Why posts get removed from /r/DataIsBeautiful

I’ve been a moderator of /r/DataIsBeautiful — one of the largest online communities dedicated to data analysis and visualization — for the past 2 1/2 years. During that time, I’ve reviewed thousands of data visualizations created by amateurs and professionals alike.

(For those not in the know: Moderators on Reddit volunteer their time to help run the subreddits, remove spam, enforce posting rules, and various other tasks to keep the subreddits on-topic and spam-free.)

Although moderating on Reddit is often a thankless job, my experience on /r/DataIsBeautiful has provided me a unique perspective on the data visualization world.

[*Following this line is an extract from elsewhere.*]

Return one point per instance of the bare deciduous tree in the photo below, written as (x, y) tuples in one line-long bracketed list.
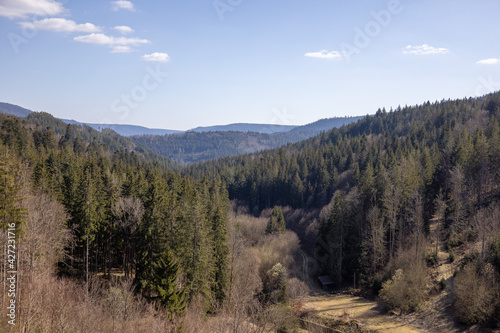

For this post, I thought it would be a fun exercise to visualize how /r/DataIsBeautiful’s posting rules have evolved over time. After all, it only seems appropriate that a /r/DataIsBeautiful moderator would analyze and visualize their own community, right?

/r/DataIsBeautiful currently has five core posting rules (1-5), and three experimental rules (6-8):

dib-posting-rules

These posting rules try to provide objective criteria for what makes an appropriate /r/DataIsBeautiful post, and generally make sure that:

  1. The post actually contains a data visualization
  2. The post gives appropriate credit to the data visualization’s creator
  3. The post isn’t obviously and maliciously misleading

Evolution of /r/DataIsBeautiful’s posting rules

I’ve always been curious about the relative importance of these rules over time, so I analyzed the Reddit comment cache on BigQuery, parsed out the official moderator comments that /r/DataIsBeautiful moderators made when removing posts, and binned them by month.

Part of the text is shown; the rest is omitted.